Coronado attributes the increases to high vaccination rates in El Paso and residents believing themselves at less risk of catching the coronavirus traveling to Mexico on personal business. As of Wednesday, 69.4 percent of El Paso residents 12 and older had received at least one COVID-19 shot and 55.3 percent were fully vaccinated.

“They feel more confident going to Juarez, going to grocery stores there, visiting family and friends, going to doctors and dentists — all those things that were a normal part of living in El Paso and Juarez,” he said.

The lawmakers visited the border just one day after Governor Abbott issued a disaster declaration at the Texas-Mexico border. It is important that a transition plan is in place to avoid further illegal trafficking of both human beings and drugs at the border. The Rio Grande Valley remains the epicenter of the migrant surge, a self-inflicted crisis due to Joe Biden’s open borders rhetoric and actions.

“Some people want to call it a crisis. Some people call it a disaster. The fact is our local border communities are overwhelmed,” Cornyn said as the group held a news conference on Wednesday afternoon at the McAllen-Hidalgo-Reynosa International Bridge.

“The worst thing to happen would be for Title 42 to expire and no transition plan in place,” Cornyn said. “That would completely disarm the Border Patrol and Customs and Border Protection of the massive humanity that’s sure to come.”

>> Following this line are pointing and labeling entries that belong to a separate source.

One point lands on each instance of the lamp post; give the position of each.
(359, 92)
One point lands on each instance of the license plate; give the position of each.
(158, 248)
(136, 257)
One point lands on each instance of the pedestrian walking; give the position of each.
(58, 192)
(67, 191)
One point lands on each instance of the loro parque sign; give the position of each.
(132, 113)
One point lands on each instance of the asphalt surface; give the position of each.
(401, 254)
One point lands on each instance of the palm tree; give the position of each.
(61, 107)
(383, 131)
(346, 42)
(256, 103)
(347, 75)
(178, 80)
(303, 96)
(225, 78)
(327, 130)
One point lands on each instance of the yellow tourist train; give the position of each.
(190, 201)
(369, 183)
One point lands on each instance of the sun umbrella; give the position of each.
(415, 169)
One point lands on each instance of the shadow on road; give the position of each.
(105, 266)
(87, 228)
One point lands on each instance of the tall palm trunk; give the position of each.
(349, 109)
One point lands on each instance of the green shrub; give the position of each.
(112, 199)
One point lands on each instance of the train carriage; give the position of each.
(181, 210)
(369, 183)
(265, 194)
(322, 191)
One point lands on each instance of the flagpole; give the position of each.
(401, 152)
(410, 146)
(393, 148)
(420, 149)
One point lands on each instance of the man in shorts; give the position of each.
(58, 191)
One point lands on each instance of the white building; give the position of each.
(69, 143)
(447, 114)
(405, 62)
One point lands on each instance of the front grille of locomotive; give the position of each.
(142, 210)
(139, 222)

None in the group thinks that the time is right to remove travel restrictions. They touted a bill they introduced to offer solutions and a way forward for border crossings. It is called The Bipartisan Border Solutions Act. According to the press release, “the bill would improve both the Department of Homeland Security’s and the Department of Justice’s capacity to manage migration influxes and adjudicate asylum claims in a timely manner, protect unaccompanied migrant children, reduce impact on local communities, ensure migrants are treated fairly and humanely, and ultimately deter those who do not have realistic asylum claims from placing themselves in danger by making the treacherous journey to our southern border.”

There is probably little hope that the Biden administration will take them up on their ideas. So far, the administration chooses to ignore the crisis and deny it exists. Until then, it is imperative that lawmakers continue with their treks to the southern border and shining a light on Biden’s border crisis.